The only <SNIP> items are paths to vhost directories and logfile names that mention hostnames I've opted to keep secret. "brazil" is the server's local hostname - it doesn't have a FQDN configured. Hope this is OK.

----------

## cach0rr0

sorry to waste your time, that strace proved fruitless =/

I'm wondering something - something you said turned on a light bulb in my brain; might it be possible to define an FQDN in /etc/hosts and regen the cert with a Common Name matching the FQDN? 

Doesn't have to be a resolvable fqdn, but one that allows the cert common name to match the hostname.

----------

## Havin_it

Well... If it's only for test purposes fair enough, but if this proves to be the basis of a solution it might prove a new problem, because I have a number of vhosts identified both by subdomains of my dyndns.org hostname and by one-part local hostnames. I made the certificate with a commonName that matches the FQDN, so none of the subdomains match it. I haven't a clue about how to provide multiple certificates as I've only ever used the apache script for that purpose, but this has never been a problem because the Internet-facing vhosts are only for my use (so certificate errors in the browser are not a concern).

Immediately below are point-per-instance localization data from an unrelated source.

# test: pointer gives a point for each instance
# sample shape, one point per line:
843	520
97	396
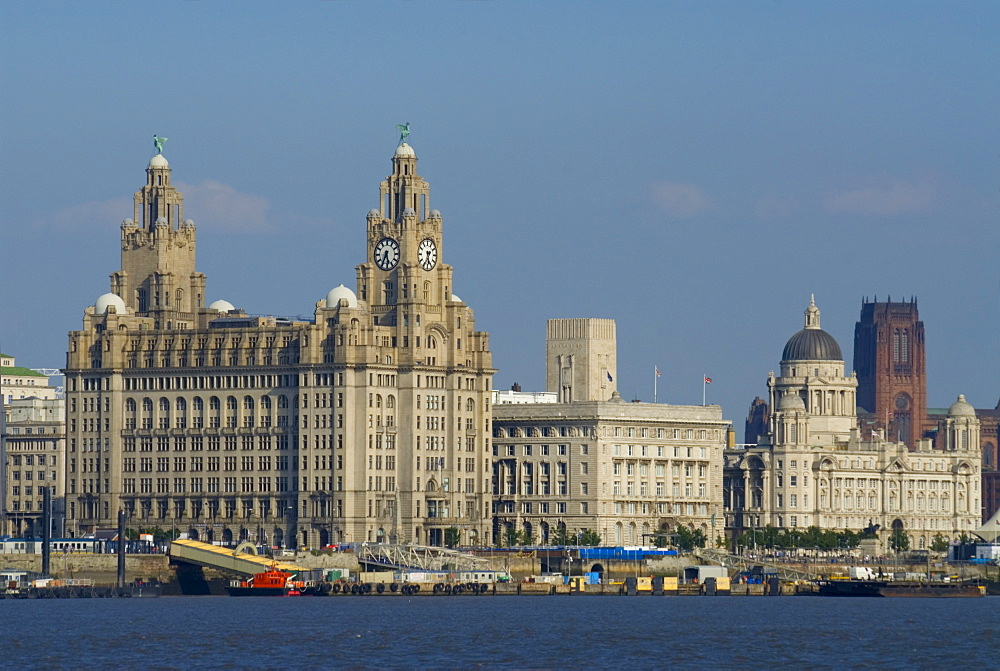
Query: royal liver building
369	422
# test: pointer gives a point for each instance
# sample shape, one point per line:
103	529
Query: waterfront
502	632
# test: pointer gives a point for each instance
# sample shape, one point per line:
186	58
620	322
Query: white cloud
210	204
884	197
222	207
772	207
89	215
682	200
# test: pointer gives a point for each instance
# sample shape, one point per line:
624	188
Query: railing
740	563
419	557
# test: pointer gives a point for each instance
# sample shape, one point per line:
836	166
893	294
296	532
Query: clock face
386	253
427	254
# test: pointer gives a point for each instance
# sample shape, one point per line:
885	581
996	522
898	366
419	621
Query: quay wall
103	569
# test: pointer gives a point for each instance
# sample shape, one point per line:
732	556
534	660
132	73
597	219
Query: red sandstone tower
889	360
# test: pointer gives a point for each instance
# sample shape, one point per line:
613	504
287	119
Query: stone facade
18	382
369	422
33	454
624	470
814	468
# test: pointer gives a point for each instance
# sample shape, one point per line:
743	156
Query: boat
898	588
271	582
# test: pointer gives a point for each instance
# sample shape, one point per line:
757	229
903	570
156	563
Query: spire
812	313
404	189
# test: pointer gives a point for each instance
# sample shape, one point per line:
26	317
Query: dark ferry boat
898	588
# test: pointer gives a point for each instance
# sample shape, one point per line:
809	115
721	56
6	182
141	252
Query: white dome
338	294
791	401
105	301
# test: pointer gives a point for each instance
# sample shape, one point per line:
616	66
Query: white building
814	469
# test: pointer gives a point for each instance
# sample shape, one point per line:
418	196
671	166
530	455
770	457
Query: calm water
495	632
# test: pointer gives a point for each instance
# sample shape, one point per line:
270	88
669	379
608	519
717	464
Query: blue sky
694	170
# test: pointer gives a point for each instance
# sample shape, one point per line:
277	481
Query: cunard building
369	422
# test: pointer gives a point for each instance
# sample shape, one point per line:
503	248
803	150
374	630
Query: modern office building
627	471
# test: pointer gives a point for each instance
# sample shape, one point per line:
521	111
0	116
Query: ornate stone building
814	468
593	461
369	422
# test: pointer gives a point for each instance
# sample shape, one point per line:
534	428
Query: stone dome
791	401
105	301
812	343
961	408
340	293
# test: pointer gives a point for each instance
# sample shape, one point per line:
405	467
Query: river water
500	632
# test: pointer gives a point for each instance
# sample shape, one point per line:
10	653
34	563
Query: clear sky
694	170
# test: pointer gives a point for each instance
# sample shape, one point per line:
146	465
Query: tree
690	538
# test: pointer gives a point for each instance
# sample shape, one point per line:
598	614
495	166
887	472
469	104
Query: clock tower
420	348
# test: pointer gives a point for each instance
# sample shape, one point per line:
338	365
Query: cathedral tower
889	361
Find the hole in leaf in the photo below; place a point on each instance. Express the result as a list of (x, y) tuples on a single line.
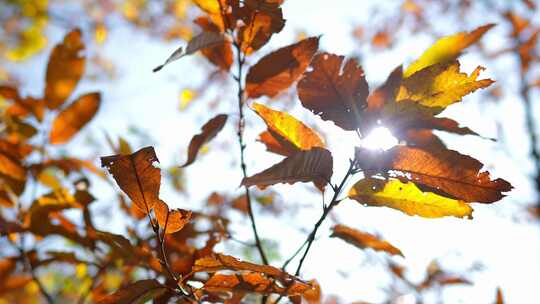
[(380, 138)]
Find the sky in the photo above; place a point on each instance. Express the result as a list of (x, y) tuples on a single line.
[(500, 236)]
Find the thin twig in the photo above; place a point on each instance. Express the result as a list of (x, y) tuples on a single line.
[(240, 135)]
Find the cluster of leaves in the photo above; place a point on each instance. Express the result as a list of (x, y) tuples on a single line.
[(420, 176)]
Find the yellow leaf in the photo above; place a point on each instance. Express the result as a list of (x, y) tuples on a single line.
[(440, 85), (446, 48), (407, 198), (287, 131)]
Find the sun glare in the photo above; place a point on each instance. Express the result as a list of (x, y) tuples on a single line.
[(380, 138)]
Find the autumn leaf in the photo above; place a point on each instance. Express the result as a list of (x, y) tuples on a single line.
[(407, 198), (209, 131), (446, 49), (171, 220), (71, 119), (260, 23), (64, 70), (202, 41), (363, 240), (217, 262), (253, 282), (276, 71), (445, 172), (314, 166), (334, 91), (136, 176), (220, 55), (138, 292), (440, 85), (286, 135)]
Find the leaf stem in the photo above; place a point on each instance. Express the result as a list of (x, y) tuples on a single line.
[(240, 136)]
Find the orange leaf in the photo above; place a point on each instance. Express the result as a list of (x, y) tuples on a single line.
[(445, 172), (261, 20), (314, 166), (64, 70), (136, 176), (71, 119), (253, 282), (209, 131), (334, 91), (286, 135), (171, 221), (276, 71), (363, 240), (138, 292)]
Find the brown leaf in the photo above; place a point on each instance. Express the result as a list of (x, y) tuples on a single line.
[(219, 55), (64, 70), (277, 71), (136, 176), (286, 135), (261, 22), (173, 220), (314, 166), (253, 282), (444, 172), (209, 131), (202, 41), (73, 118), (363, 240), (334, 91), (138, 292)]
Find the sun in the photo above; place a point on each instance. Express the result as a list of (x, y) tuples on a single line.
[(380, 138)]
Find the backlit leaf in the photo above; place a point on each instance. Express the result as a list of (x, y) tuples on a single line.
[(286, 135), (71, 119), (209, 131), (445, 172), (174, 220), (334, 91), (64, 70), (441, 85), (314, 166), (220, 55), (136, 176), (253, 282), (446, 49), (406, 197), (202, 41), (138, 292), (276, 71), (363, 240)]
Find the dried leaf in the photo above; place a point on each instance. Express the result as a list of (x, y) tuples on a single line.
[(440, 85), (447, 49), (334, 92), (209, 131), (286, 135), (220, 55), (363, 240), (64, 70), (253, 282), (138, 292), (261, 22), (314, 166), (407, 198), (136, 176), (445, 172), (174, 220), (202, 41), (73, 118), (277, 71), (217, 262)]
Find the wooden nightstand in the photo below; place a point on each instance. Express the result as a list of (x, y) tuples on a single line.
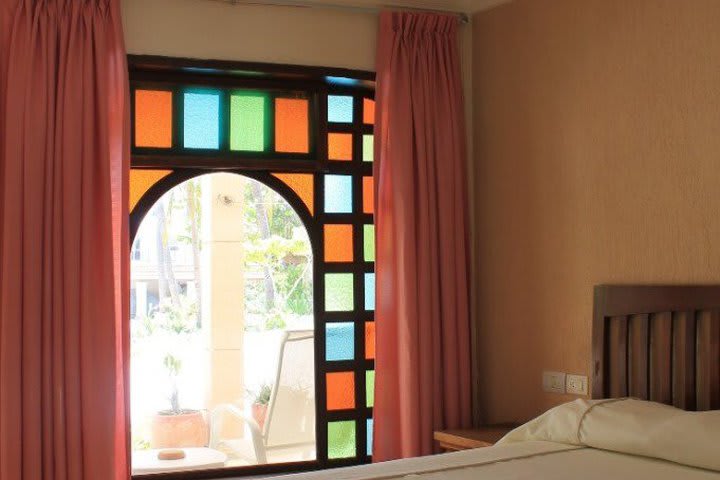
[(454, 440)]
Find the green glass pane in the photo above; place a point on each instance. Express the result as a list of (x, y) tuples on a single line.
[(368, 148), (370, 388), (247, 122), (369, 243), (341, 439), (339, 295)]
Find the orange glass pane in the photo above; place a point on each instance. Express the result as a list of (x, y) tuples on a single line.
[(303, 184), (340, 390), (370, 340), (141, 181), (153, 119), (338, 243), (368, 111), (340, 146), (368, 195), (292, 132)]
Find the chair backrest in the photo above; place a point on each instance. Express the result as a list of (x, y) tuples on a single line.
[(291, 411)]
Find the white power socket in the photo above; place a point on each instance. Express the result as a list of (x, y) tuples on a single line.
[(576, 384), (554, 382)]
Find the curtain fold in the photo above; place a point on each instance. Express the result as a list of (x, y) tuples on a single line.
[(422, 319), (64, 158)]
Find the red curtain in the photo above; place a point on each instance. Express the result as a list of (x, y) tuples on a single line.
[(422, 320), (64, 153)]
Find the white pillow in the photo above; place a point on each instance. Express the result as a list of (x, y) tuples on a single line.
[(630, 426)]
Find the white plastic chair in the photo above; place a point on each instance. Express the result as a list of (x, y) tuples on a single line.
[(290, 420)]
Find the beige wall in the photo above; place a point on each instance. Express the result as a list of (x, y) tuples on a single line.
[(253, 33), (597, 145), (216, 30)]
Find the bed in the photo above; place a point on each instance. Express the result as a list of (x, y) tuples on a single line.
[(657, 344)]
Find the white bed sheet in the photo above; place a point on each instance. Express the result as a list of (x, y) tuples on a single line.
[(537, 460)]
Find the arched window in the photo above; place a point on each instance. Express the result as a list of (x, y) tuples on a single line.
[(252, 291)]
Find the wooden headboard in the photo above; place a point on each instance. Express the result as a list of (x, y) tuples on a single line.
[(659, 343)]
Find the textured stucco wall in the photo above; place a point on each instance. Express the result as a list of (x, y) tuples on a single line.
[(597, 160)]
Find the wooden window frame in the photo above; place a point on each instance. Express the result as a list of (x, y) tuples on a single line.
[(317, 83)]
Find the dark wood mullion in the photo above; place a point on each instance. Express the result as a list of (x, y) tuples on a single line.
[(187, 164), (284, 72)]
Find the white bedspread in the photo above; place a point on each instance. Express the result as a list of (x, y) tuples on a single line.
[(532, 460), (614, 439)]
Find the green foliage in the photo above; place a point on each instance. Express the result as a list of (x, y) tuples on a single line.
[(285, 253)]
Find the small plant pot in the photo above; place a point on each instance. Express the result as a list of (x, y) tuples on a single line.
[(259, 411), (186, 429)]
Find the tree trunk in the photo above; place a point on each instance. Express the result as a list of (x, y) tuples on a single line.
[(264, 226), (167, 283), (193, 193)]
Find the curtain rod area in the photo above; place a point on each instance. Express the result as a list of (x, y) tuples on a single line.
[(462, 17)]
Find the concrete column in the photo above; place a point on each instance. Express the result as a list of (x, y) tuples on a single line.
[(223, 290)]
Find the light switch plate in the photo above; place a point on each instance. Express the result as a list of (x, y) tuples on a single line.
[(554, 382), (576, 384)]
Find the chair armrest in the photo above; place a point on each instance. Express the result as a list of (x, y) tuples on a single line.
[(216, 419)]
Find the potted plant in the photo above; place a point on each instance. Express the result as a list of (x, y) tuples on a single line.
[(177, 427), (260, 402)]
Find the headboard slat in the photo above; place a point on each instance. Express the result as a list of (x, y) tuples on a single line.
[(638, 370), (708, 360), (658, 342), (617, 361), (661, 357), (683, 370)]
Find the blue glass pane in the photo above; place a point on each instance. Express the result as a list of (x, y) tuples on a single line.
[(338, 194), (339, 341), (369, 291), (339, 109), (369, 441), (202, 120)]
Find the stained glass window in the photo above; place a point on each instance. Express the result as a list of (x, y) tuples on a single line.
[(341, 439), (368, 195), (368, 111), (369, 291), (340, 109), (303, 184), (244, 127), (338, 243), (340, 390), (292, 125), (339, 296), (370, 388), (338, 194), (141, 181), (370, 340), (340, 341), (153, 118), (368, 148), (369, 435), (369, 243), (202, 120), (248, 113), (340, 146)]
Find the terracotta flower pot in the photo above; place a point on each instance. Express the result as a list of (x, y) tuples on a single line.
[(188, 429), (259, 412)]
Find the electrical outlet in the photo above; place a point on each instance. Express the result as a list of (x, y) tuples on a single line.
[(554, 382), (576, 384)]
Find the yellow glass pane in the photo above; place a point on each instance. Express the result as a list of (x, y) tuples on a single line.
[(141, 181), (303, 184)]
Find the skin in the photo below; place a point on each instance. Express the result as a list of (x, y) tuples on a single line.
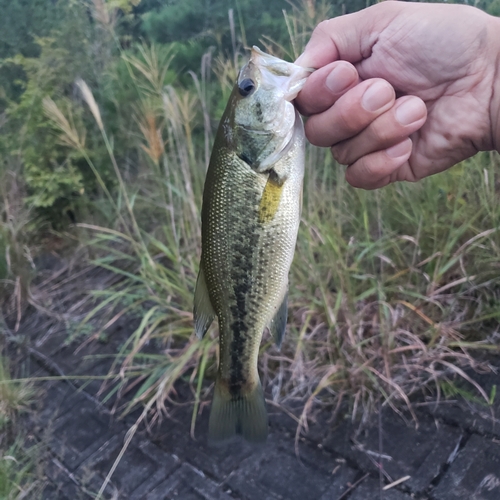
[(403, 91)]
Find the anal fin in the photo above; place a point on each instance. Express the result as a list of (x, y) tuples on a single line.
[(277, 326), (243, 415), (203, 311)]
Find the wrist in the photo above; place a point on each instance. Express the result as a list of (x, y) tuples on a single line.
[(495, 95)]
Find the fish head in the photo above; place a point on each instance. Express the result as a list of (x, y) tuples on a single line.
[(263, 117)]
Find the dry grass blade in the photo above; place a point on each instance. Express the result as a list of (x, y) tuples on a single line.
[(89, 99)]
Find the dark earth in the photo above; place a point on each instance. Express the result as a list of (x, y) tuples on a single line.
[(451, 453)]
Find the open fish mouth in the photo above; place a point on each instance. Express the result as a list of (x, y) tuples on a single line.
[(279, 74)]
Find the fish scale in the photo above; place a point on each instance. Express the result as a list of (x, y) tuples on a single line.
[(250, 217)]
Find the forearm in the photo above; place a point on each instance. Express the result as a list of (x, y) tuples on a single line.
[(495, 97)]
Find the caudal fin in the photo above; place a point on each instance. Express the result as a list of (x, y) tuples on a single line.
[(245, 415)]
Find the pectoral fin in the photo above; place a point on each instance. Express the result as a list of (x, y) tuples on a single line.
[(277, 326), (203, 311)]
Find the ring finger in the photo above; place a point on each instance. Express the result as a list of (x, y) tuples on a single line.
[(405, 117)]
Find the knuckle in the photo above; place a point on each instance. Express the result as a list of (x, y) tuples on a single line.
[(315, 133), (341, 154)]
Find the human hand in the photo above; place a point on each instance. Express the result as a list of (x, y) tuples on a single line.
[(403, 90)]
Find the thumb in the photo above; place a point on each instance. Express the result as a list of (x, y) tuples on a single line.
[(350, 37)]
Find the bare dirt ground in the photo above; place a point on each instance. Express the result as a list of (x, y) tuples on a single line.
[(452, 453)]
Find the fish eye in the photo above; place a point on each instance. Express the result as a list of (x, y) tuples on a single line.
[(246, 87)]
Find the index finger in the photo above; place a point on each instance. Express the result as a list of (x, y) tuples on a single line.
[(350, 37), (325, 86)]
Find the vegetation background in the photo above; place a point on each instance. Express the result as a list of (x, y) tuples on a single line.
[(107, 114)]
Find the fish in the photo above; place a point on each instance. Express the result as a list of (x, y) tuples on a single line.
[(251, 209)]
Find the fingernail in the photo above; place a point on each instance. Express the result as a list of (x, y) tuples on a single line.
[(340, 78), (410, 111), (377, 96), (401, 149)]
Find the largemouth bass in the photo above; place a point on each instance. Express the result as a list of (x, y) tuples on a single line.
[(250, 218)]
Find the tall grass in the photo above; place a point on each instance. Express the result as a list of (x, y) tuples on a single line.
[(391, 292)]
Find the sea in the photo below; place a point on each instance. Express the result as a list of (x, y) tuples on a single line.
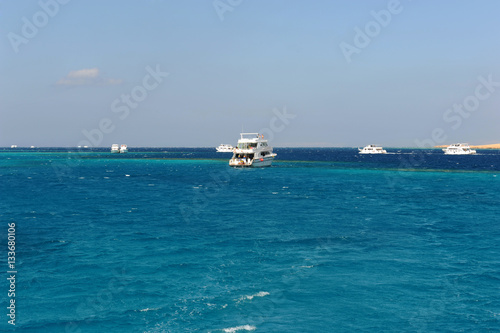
[(175, 240)]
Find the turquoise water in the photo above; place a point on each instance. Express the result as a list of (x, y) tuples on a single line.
[(325, 240)]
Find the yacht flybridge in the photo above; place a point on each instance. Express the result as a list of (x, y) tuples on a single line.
[(252, 151), (372, 149), (459, 149)]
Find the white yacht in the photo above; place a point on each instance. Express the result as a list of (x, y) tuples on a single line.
[(223, 148), (459, 149), (252, 151), (372, 149)]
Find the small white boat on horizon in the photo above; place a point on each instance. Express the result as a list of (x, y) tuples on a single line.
[(223, 148), (459, 149), (372, 149), (252, 151)]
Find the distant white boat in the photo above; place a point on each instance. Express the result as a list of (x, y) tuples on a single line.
[(459, 149), (252, 151), (372, 149), (223, 148)]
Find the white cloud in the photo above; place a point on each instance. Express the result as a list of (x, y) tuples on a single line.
[(86, 76)]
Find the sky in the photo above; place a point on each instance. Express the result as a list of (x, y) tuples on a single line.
[(195, 73)]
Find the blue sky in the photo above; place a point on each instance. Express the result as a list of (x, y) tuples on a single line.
[(236, 64)]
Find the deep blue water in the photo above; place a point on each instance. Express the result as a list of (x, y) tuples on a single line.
[(325, 240)]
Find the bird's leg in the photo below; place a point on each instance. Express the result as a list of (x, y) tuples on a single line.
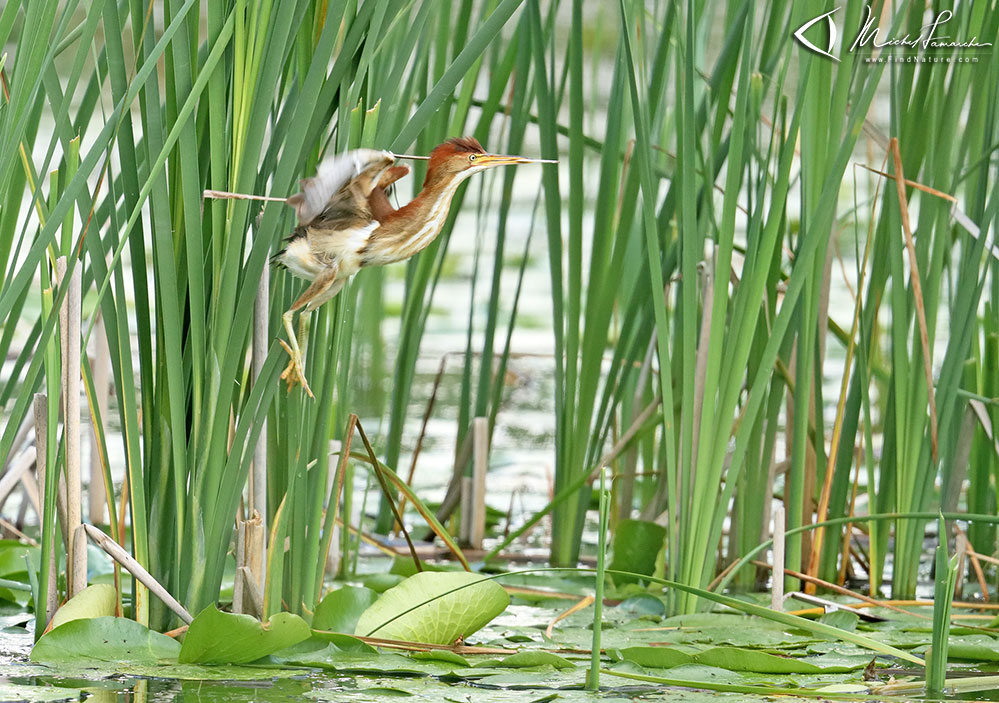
[(295, 371), (313, 296)]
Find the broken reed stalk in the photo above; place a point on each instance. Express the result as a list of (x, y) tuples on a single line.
[(480, 464), (69, 318), (115, 551), (777, 577), (41, 457), (101, 368), (258, 476)]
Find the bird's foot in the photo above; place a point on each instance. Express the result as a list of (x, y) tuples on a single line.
[(294, 373)]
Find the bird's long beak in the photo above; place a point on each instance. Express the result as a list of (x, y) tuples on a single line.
[(490, 160)]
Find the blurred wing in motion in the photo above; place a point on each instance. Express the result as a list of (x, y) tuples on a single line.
[(361, 168)]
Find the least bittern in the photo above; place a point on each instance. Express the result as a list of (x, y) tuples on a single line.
[(345, 221)]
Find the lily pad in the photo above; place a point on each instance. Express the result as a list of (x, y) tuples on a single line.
[(657, 657), (103, 639), (525, 660), (92, 602), (227, 638), (437, 608), (340, 610), (36, 694), (736, 659), (636, 544)]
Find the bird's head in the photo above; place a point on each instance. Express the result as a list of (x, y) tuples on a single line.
[(460, 157)]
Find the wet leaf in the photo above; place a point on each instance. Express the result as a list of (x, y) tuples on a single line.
[(339, 610), (636, 544), (443, 615), (227, 638), (92, 602), (657, 657), (33, 694), (105, 639), (736, 659), (523, 660)]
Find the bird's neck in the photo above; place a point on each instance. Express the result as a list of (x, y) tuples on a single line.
[(413, 227)]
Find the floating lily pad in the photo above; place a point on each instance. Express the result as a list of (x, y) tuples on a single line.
[(92, 602), (33, 694), (227, 638), (636, 544), (523, 660), (102, 640), (438, 608), (340, 610)]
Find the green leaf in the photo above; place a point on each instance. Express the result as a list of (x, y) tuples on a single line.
[(33, 694), (226, 638), (524, 660), (340, 609), (636, 544), (438, 608), (657, 657), (103, 639), (92, 602), (736, 659)]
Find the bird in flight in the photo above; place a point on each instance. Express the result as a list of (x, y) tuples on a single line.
[(346, 222)]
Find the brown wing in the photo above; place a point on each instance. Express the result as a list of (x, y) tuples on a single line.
[(338, 192)]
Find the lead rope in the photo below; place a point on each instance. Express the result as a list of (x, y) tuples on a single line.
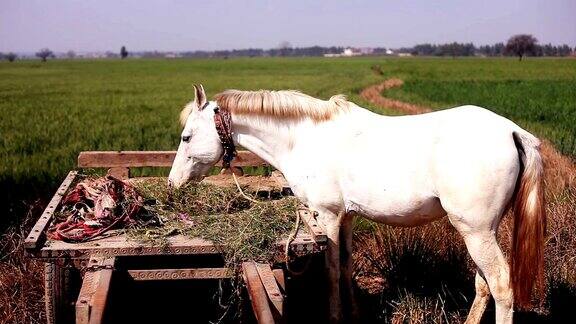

Anyway I'll give it a whirl and see what happens. Is there a CLI tool for reading a certificate's details?

----------

## haven

I had the same issue after upgrading from www-servers/apache-2.2.11-r2 to www-servers/apache-2.2.12. 

I downgraded to ww-servers/apache-2.2.11-r3 and that fixed the issue. Not had time to look further but I was also getting the error:

 *Quote:*   

> [error] Server should be SSL-aware but has no certificate configured [Hint: SSLCertificateFile]

 

If it helps anyone looking into this, all my SSL declerations are in my vhosts.d directory and are called after all the module configs.

Regards

----------

## Havin_it

I got it sorted!

First I took chach0rr0's suggestion and made sure that my certificate matched one of the FQDNs defined in the hosts file.  I also took the steps of commenting-out the other vhost I have, and the ServerAlias lines in the main vhost, in 00_default_ssl_vhost.conf to eliminate confusion.  This worked.

I then re-enabled the various ServerAlias lines in the main vhost definition. It still worked.

I then uncommented the second vhost definition. It stopped working.

What occurred to me was that the second vhost definition was copied from 00_default_vhost.conf and as such didn't contain any of the SSL-specific directives. This never posed a problem before, though on reflection I can't say whether I've ever accessed that other vhost from the WAN using SSL :/

So, I simply copied all the SSL directives from the main vhost to the other. Again, it works!

Well, make of that what you will. Seems obvious in hindsight, but I'm very grateful to you for steering me in the right direction to prod at the right things to solve it. Ta! =)

----------